"From the darkness, sleeping light." Formerly luminus dormiens. Lux pacis, light of peace.

Quote: "Sometimes I think the surest sign that intelligent life exists elsewhere in the universe is that none of it has tried to contact us." --Bill Watterson, cartoonist, Calvin and Hobbes

20030909

First the misadventure, then politics

Ah, realizing the infallibility nature of the PC, all my data were stored in 0 and 1, and I just erased the very thing that kept track of where and what these things were supposed to do. The FAT (file allocation system)

I am still trying to connect to the Internet, but I am almost at loss and giving up on Windows. Rather than, after suffering a bruising fight that resulted in me losing memory of the last six years, wimping out and going back to live under the FUD of Redmond, I have taken this chance to view it as making full to the end goal as being the consumer that wasn't. At least until the Nerd that governs us cease his tactics and live in the new age of efficiency, not largesse, of streamlined codes, not bloated "millions of lines" that leave concerns of how such codes might leave us vulnerable.

Perhaps I should not be so condemning of the company from Redmond, it is just the latest in the capitalist venture that has begun in the industrial revolution. I support bridled capitalism, and bridled democracy. But it will always be an eternal debate: bridled by whom? The people? they are not educated enough. The politician? they are overfed. The rich people? they are selfish and greedy, nothing is requested of them toward philanthropy. The poor people? the last revolution we had in world history resulted in a dictatorship. The middle class? they are too concerned with mimicking the grandeur of the rich to be concerned with what affects their everyday lives.

It is in people's nature to test the limits of what rules are given them. It is in the nature of people, when they are given an inch, they will take a mile. Witness the recall effort, the attempt to use a poorly defined constitution to its perversion. I suppose it is necessary that people find a way to channel anger at a government by using recall. If there was no such provisions in the constitution, there would be anarchy. You give them a law, they will test it. What the founding fathers of the United States Constitution wanted was a way to make the people's natural ability to selfishness and testing of the laws cancel each other out. The Presidency would expand and test its laws (witness Vietnam) and the Congress would in turn expand and test its own law as well (witness Clinton).

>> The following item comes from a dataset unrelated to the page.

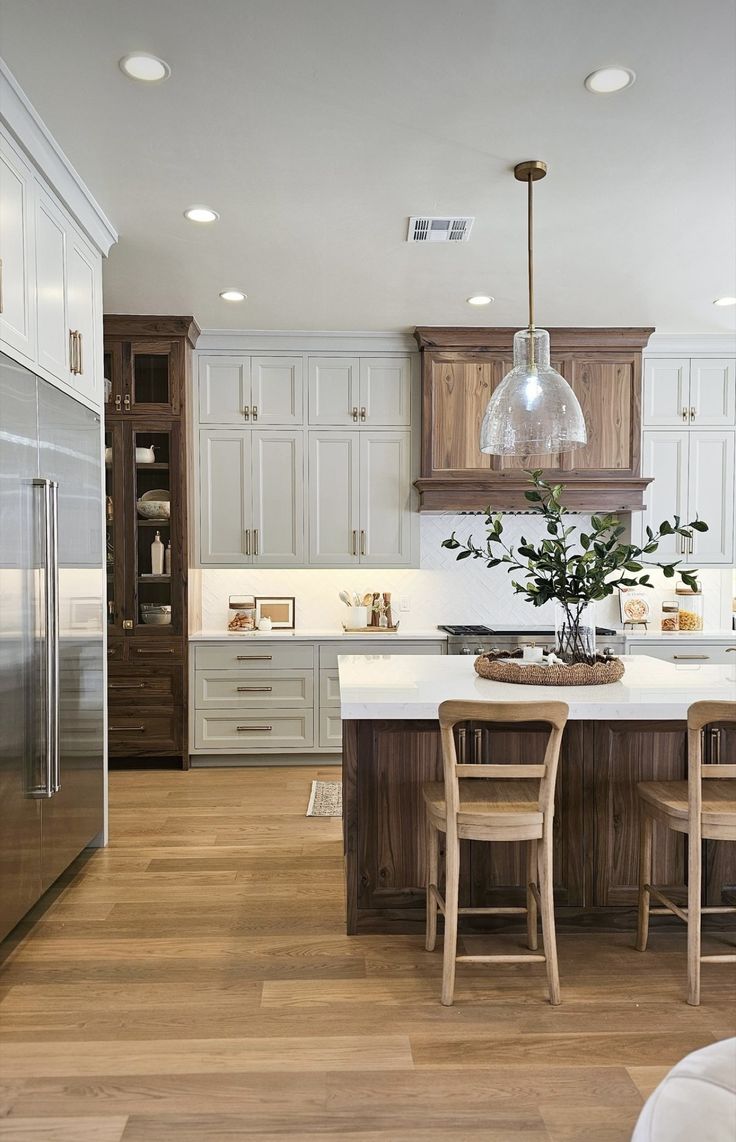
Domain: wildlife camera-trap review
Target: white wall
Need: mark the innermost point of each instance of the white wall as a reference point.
(439, 590)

What is the most frustrating part is that the California Constitution did not make any plan for inflation. I suppose that gold was the currency at the time, and it was considered to be a stable currency, but since then, upheavals in the Great War, the Great Depression, World War II, Cold War, charge card, we have abandoned the usage of gold and relied on cash, paper currency instead. What has resulted was an inflation. After all, you must remember that 3,500 was considered a massive amount of money 100 years ago. The money you must pay to avoid the draft in the Civil War was 300 dollars. 300 dollars by now is measly changes. Everybody has much more than that in their bank account. It is worth two weeks of work at minimum wage, pre-taxed. If the writer of that constitution was prescience, he would have recognized the need to tie the money needed to pay to register for the presidency to the inflation rate in order to keep so many people from registering to vote. Now with 134 candidates (depending on whom you ask), the money they spent is effectively wasted because of the entrance of Gubernatorial Candidate Arnold Schwarzenegger and subsequently in response, Gubernatorial Candidate/Lieutenant Governor Cruz Bustamante. You could point out that the US Constitution has its own quirk as well. In it, there is a provision that says to get a trial, you must sue for at least 20 dollars. Wow, what a massive amount. If only there was a way to test for inflation, and you could see how much it would have been. Fortunately, there is no way anybody would sue for 20 dollars because it is worthless compared to the prices you must pay to submit documents for court proceeding. My name-change alone costed close to 3,000 dollars. [will check facts and submit update]

I support moderation of everything, and moderation in that moderation.